19 septembre 2006 ; Russie, Moscou. Le peintre Erik Bulatov, membre de l’école conceptuelle de Moscou, assiste au vernissage de son exposition à la galerie nationale Tretiakovskaïa.
Erik Boulatov, pionnier du conceptualisme russe qui défia le régime soviétique, est mort à 92 ans.
10 novembre 2025 –
L’Ambassade de Russie en France présente ses sincères condoléances aux proches du grand artiste soviétique et russe Erik Boulatov, figure emblématique de la culture nationale et mondiale, dont l’héritage continue d’inspirer les amateurs d’art à travers le monde.
C’est une perte immense pour le monde de l’art que l’Ambassade de Russie en France a récemment soulignée en présentant ses sincères condoléances : Erik Vladimirovitch Boulatov (1933-2025), figure emblématique de la culture nationale et mondiale, nous a quittés. Pour le public français russophile, Boulatov est bien plus qu’un grand artiste ; il est l’un des témoins les plus éloquents de l’histoire soviétique et un pont essentiel entre l’avant-garde russe du XXe siècle et l’art contemporain.
L’écart entre art officiel et « art véritable »

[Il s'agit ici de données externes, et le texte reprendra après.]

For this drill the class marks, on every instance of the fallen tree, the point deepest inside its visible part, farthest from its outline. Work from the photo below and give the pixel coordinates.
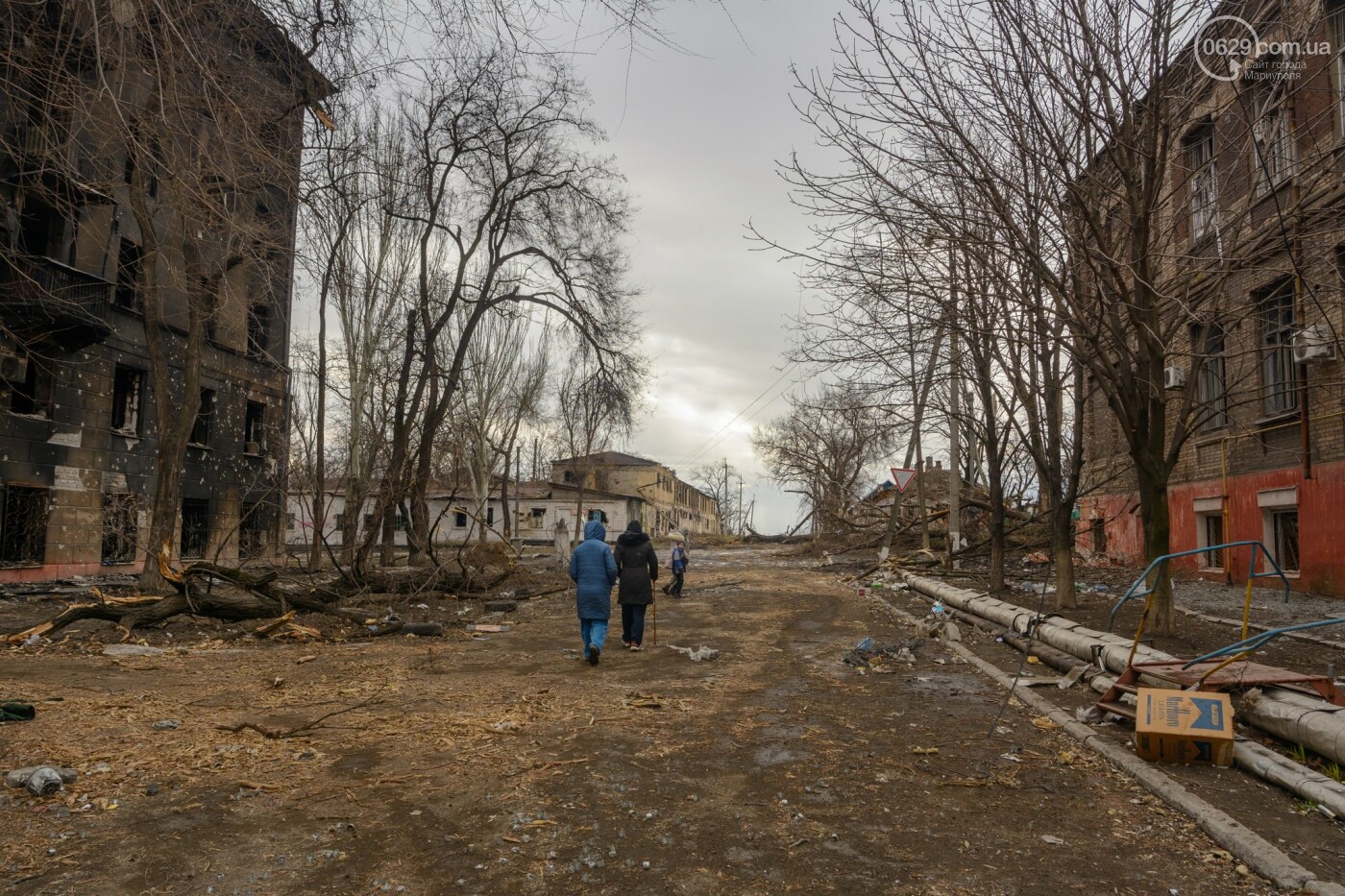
(217, 593)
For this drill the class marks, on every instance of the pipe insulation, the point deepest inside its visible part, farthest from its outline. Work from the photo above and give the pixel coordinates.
(1290, 715)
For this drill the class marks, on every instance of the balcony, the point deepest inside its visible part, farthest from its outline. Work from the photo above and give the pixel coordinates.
(46, 301)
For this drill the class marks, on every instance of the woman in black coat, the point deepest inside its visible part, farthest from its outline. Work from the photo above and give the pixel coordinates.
(638, 569)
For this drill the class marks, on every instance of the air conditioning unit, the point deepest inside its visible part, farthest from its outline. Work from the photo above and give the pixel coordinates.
(13, 369)
(1313, 343)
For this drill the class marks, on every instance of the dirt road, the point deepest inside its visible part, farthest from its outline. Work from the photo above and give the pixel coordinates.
(504, 764)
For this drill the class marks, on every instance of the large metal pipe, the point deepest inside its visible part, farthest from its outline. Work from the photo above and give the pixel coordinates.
(1251, 757)
(1294, 717)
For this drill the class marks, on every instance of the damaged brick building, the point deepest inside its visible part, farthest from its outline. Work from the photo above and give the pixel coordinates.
(1258, 221)
(108, 201)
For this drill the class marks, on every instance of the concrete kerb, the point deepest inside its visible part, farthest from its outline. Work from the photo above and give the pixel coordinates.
(1258, 853)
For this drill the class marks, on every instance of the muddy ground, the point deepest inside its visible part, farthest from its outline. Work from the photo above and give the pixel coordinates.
(503, 764)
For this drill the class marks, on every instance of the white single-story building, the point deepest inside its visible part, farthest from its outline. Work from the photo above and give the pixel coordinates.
(541, 507)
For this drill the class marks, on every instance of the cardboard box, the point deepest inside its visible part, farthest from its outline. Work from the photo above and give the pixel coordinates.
(1187, 727)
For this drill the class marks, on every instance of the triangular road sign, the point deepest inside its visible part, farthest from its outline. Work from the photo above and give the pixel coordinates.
(903, 478)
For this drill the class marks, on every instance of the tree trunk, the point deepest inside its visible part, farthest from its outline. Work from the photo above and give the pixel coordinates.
(1153, 512)
(504, 523)
(1063, 549)
(315, 554)
(172, 425)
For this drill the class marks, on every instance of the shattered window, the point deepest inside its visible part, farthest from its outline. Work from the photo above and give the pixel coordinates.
(255, 428)
(120, 527)
(205, 412)
(255, 530)
(127, 395)
(23, 525)
(195, 527)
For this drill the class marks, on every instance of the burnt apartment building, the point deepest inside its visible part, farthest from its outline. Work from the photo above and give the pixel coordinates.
(1258, 254)
(148, 178)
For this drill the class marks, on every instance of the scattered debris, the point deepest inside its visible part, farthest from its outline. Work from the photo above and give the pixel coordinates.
(698, 654)
(869, 655)
(16, 711)
(40, 781)
(132, 650)
(642, 701)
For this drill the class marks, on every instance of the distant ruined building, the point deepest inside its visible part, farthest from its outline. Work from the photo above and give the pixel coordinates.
(89, 160)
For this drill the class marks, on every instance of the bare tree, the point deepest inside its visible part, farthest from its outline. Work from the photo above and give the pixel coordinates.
(595, 409)
(826, 447)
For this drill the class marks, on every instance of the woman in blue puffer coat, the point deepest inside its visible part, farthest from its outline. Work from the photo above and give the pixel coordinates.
(594, 570)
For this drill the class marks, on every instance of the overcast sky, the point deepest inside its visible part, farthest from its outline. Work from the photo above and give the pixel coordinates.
(697, 133)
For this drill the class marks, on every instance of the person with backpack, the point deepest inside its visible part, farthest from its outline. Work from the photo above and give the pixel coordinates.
(594, 572)
(678, 566)
(638, 569)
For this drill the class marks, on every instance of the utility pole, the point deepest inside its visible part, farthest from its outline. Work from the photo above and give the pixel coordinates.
(726, 513)
(954, 415)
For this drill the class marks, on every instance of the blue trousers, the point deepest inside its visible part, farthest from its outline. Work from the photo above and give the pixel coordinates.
(594, 633)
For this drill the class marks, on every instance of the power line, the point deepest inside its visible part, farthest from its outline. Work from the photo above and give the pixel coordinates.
(701, 448)
(720, 440)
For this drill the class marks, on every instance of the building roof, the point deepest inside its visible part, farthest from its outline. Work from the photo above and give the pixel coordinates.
(614, 459)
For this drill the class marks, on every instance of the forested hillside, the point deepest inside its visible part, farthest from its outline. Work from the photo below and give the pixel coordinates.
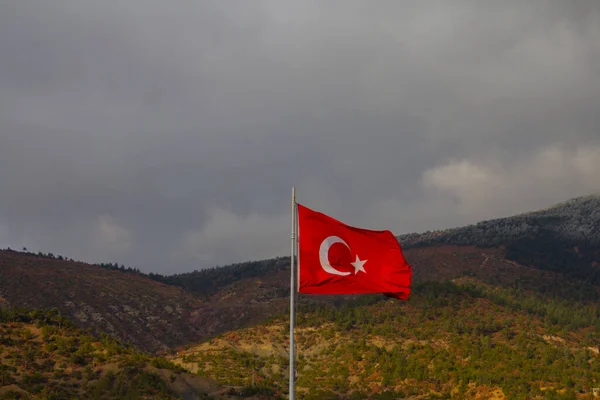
(564, 238)
(462, 339)
(43, 356)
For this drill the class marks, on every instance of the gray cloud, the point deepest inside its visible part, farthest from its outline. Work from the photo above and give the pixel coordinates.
(168, 137)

Erik Boulatov, Rue Krasikov, 1977
Né en 1933 à Sverdlovsk (aujourd’hui Ekaterinbourg), Erik Boulatov a grandi dans une Union soviétique où le réalisme socialiste était la ligne directrice de l’art officiel. Diplômé de l’Institut des Arts Sourikov de Moscou en 1958, il a rapidement choisi une voie plus personnelle.
Comme il l’a lui-même expliqué, il percevait un « écart entre l’art véritable et l’art officiel ». Déterminé à être un « vrai artiste », Boulatov a choisi de travailler en marge des structures gouvernementales. Avec d’autres esprits créatifs comme Ilia Kabakov, il devient un membre éminent des conceptualistes moscovites, un mouvement intellectuel fondamental pour l’émergence de « l’École moscovite d’art contemporain ». Pour subvenir à ses besoins, il travaille comme illustrateur de livres pour enfants, une activité qui lui permet de s’affirmer techniquement sans s’engager dans la production artistique étatique.
Le Sots art : l’emploi de l’imagerie populaire et de la typographie
Résumé de la démarche d’Erik Boulatov :
Erik Boulatov peignait de grands slogans communistes (comme des affiches de propagande) directement sur ses tableaux.
Il les mettait souvent au-dessus de paysages ou de scènes de la vie, comme si le ciel était bloqué par des mots.
Le but était de montrer que, dans l’Union Soviétique, la propagande et les messages officiels étaient tellement partout qu’ils cachaient et déformaient la réalité.
En peignant ces slogans, il les rendait simplement décoratifs ou ridicules, leur enlevant leur pouvoir sérieux.
Il voulait que les gens se demandent si ce qu’ils voyaient et entendaient était la vérité ou seulement des mots vides imposés.
Boulatov est surtout reconnu comme l’un des fondateurs du Sots art (contraction de Sotsialistitcheski Iskusstvo – Art Socialiste), un courant souvent comparé au Pop art occidental pour son utilisation de l’imagerie populaire, mais avec une dimension propre à la société soviétique.
Son œuvre est une confrontation visuelle subtile, alliant un réalisme classique (inspiré par les paysages, les ciels et les scènes urbaines) à la typographie monumentale des slogans qui étaient omniprésents dans l’espace public soviétique.
Le concept clé : Ses tableaux mettent en scène la relation entre l’espace visuel (le ciel, l’horizon, une foule) et le langage (le slogan) qui tente de structurer ou d’interagir avec cette réalité. Des œuvres emblématiques illustrent parfaitement cette interaction :

« Gloire au PCUS » (Slava KPSS) (2003-2005) : Ce slogan semble flotter dans un ciel bleu illusionniste. Les lettres forment une surface plane qui s’oppose à la profondeur du ciel, créant une tension entre la représentation et le message idéologique.
« Entrée interdite » (Vkhod Zaprechtchyon) (1974) : Le texte de l’interdiction traverse souvent un paysage ou une scène, transformant les mots en filtres perceptuels qui modifient à la fois le champ de vision et l’interprétation du spectateur.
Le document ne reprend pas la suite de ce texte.